New Intel CEO Lip-Bu Tan confirms job cuts

The most devastating news to come out of Intel yesterday was that earlier reports were correct and the company would be laying off employees.

On Wednesday, Bloomberg reported that Intel was preparing to lay off up to 20% of its current workforce. Given that Intel reported having 108,900 employees at the end of 2024, that 20% cut would equate to roughly just under 22,000 people being laid off. The 22,000 layoff figure, if accurate, would be larger than Intel’s last round of mass layoffs in August 2024, when then-Intel CEO Pat Gelsinger announced 15,000 job cuts.

Intel’s CEO confirmed the new job cuts in an email he sent to employees on April 24, which Intel then later published on its website. In the email, Tan laid out his desire for Intel to once again become an engineering-focused company so it can better compete in the chip marketplace and begin innovating again.

But in order to refocus the company to one that is engineering-first, Tan said Intel will need to find ways to reduce its existing costs. Some of that cost reduction will come from layoffs. In a poorly subtitled section of his email called “Flattening the Organization,” Tan said he was “a big believer in the philosophy that the best leaders get the most done with the fewest people.”

In order to refocus the company on engineering, Tan said, Intel would need to remove its organizational complexity and unnecessary bureaucracy. To this end, Tan said there was “no way around the fact that these critical changes will reduce the size of our workforce.”

However, Tan didn’t state the size of this workforce reduction—neither in terms of the number of employees that will lose their jobs, nor in the percentage of Intel’s workforce that would be let go. That means it is currently unknown if Bloomberg’s 20% figure was correct.

Fast Company has reached out to Intel for comment on the number of upcoming layoffs.

What Tan did confirm is that the layoffs would happen in Q2—which is Intel’s current quarter. He also said that the company “will move as quickly as possible [with the layoffs] over the next several months.”
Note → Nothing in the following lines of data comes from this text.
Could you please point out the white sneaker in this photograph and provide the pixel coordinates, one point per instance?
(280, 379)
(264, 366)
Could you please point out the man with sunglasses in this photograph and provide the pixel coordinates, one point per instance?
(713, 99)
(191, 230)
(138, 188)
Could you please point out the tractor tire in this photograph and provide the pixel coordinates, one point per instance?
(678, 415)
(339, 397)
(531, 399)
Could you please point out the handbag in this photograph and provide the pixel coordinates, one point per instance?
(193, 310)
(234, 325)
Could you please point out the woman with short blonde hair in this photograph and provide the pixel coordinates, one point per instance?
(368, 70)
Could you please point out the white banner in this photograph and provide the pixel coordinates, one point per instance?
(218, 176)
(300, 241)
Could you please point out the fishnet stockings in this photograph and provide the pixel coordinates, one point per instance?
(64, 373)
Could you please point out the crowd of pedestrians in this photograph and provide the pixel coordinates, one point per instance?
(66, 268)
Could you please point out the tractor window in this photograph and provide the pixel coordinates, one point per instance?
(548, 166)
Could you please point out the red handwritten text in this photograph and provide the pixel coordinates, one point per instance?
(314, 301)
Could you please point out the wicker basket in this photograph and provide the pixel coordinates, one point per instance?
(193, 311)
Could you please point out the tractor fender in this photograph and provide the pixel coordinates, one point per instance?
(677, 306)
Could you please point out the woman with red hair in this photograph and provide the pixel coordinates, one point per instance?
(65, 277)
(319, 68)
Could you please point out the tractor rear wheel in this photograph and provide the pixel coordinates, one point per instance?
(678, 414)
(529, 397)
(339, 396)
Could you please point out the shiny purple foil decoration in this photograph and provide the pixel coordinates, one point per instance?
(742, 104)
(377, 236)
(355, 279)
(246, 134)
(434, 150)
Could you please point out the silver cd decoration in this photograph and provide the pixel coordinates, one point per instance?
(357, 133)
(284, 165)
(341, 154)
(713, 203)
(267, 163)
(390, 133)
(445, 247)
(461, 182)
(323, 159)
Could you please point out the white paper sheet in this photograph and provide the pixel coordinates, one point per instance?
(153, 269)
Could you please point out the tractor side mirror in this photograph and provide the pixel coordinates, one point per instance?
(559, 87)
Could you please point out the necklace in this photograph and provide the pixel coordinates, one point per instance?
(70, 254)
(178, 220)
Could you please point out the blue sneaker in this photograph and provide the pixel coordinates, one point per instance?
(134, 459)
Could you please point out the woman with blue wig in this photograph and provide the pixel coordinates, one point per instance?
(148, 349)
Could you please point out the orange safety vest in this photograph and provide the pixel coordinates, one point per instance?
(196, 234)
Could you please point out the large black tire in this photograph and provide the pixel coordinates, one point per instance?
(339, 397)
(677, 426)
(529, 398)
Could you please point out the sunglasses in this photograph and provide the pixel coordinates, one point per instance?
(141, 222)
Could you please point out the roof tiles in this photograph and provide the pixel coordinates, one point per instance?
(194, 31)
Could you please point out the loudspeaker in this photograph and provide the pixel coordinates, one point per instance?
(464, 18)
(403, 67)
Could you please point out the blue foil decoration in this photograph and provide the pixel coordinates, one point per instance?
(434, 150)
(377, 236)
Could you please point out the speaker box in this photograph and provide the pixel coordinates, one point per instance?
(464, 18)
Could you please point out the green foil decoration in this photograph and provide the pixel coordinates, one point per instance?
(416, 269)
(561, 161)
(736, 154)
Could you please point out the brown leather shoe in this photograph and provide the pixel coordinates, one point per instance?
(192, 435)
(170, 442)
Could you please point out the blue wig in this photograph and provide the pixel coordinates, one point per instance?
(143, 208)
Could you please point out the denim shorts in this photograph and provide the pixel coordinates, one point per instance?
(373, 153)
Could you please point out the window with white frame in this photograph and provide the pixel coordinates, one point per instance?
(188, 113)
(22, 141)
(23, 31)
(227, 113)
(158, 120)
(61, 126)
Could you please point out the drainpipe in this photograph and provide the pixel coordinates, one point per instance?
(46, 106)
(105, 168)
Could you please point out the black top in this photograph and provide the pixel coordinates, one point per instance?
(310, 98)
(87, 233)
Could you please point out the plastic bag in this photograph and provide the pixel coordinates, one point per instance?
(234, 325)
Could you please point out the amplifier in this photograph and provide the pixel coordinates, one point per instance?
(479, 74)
Intel stock price sinks after Q1 earnings results

But Intel employees weren’t the only ones who got bad news yesterday. Investors did, too. After Intel released its Q1 2025 numbers yesterday, the company’s stock (Nasdaq: INTC) is currently down a significant amount in premarket trading this morning. As of the time of this writing, INTC shares are currently down around 6.7% to just above $20 per share. 

INTC shares had gained 4.3% yesterday to close at $21.49 before the company revealed its Q1 performance.

Unfortunately, investors usually see layoffs as a good thing for a company because when a company lets go of workers, it can save a lot of money. Fewer employees mean fewer associated costs. Yet still, INTC shares are down after the company’s Q1 results and layoffs confirmation.

But why?

Intel announced that its Q1 revenue was $12.7 billion—essentially flat year-over-year. It also reported a loss equal to 19 cents a share. But those disappointing numbers didn’t seem to bother investors as much as Intel’s quarterly forecast for its current Q2.

Intel issued revenue guidance for its Q2 of $11.2 billion to $12.4 billion. But as Reuters notes, the analysts’ average estimate was $12.82 billion. Many investors thus saw the guidance as an admission from Intel that its turnaround effort will take time.

The company is largely seen to have fumbled the opportunity to take advantage of the AI boom in the early years of this decade, and thus seeded AI chip dominance to Nvidia. Intel’s Tan is now hoping to make Intel into an AI chip juggernaut, but the company’s guidance suggests that’s not going to happen overnight—and certainly not in the next quarter.

Until yesterday, Intel was one of the few major tech companies in America whose shares were up for the year. INTC closed yesterday at $21.49, up 7.18% for the year. But with its nearly 7% premarket decline this morning, INTC shares are now essentially flat for the year to date.

Looking out to a longer timeline, INTC shares have performed much more poorly. As of yesterday’s close, INTC shares had fallen nearly 38% over the past 12 months. Over the past five years, INTC shares were down nearly 64% as of yesterday’s close.